Kytheria, thanks for the warning – you beat me to it! But, please, in future, don’t quote a bad link, it just means I have to disable it in your quote as well.
So, CWG, what does your kid think of the comics?
If you want to recapture some of the magic of the early superman books as a jaded adult I recommend Alan Moore’s “Supreme: story of the Year”. Reading it took me back to hot summer days in my grandmother’s stufy atttic, with a suitcase of 10 cent comics and a lemonade.
It runs through all the familar story lines from Superman with respect and a lot of love, not the tinny detached ironic touch that is “hip”. It meshes them with the modern superhero without feeling forced. Everything about the book is familiar and warm, even if you’ve never heard of supreme.
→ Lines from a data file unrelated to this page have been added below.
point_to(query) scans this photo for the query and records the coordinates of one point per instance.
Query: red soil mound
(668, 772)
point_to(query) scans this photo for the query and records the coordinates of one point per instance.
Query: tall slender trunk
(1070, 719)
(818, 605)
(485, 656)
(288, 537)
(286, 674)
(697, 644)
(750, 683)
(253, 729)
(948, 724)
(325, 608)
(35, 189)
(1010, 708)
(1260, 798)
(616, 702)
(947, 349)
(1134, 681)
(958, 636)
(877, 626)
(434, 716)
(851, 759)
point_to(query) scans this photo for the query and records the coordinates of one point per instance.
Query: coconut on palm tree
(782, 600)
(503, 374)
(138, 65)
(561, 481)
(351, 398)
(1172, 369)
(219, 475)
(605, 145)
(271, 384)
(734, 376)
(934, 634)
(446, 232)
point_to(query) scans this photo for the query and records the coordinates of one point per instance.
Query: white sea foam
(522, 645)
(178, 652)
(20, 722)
The book will let you be twelve again for a couple of hours. Which, for fifteen dollars, is a pretty good deal.
There’s no doubt that a lot of Superman stories from the late fifties and early 1960s were really reaching. As has been noted, they were shackled by the Comics Code authority and meant for pre-teens. So you ended up with Batman fighting alien menaces, and Superman dealiong with Kryptonian beasts that projected their thoughts onto a built-in screen (what possible evolutionary processes can lead to that?)
But it wasn’t all ludicrous. You had science fiction writers like Gardner Fox doing stories for titles like Mystery in Space, and some of the concepts and stories weren’t bad. Some of them were clever logic puzzles. And Adam Strange had a girlfriend on another planet! Was that cool or what? It even made up for him wearing that loony costume. DC comics had much better sciFi than Marvel, especially when Marvel was still churning out Giant Monster stories like “Kragoo! The Beast that Stalked Men!”
Of course, then Marvel started its own superhero line and blew a lot of DC out of the water.
But then DC re-vamped Batman, sending him back to his detective/crime-fighting roots. (He never completely left it – some 1950s Batman stories are straight detective stuff, with pretty neat solutions. But it was buried under the more common Invaders from Mars stuff) The “New Lok” Batman had a fast and speedy car and believable gadgets. But it didn’t last. When the campy TV series started, the comics followed suit, and it wasn’t until the 1970s that Batman became respectable and started slouching into what eventually became the Dark Knight stuiff.
Oh, he likes it, of course. Superman is cool because he’s got all these super powers. My boy is not really interested in the story, just the action.
In contrast, I can still watch Road Runner & Coyote cartoons and enjoy them just as much as when I was a kid. (Not true of made-for-TV Spider-Man cartoons.)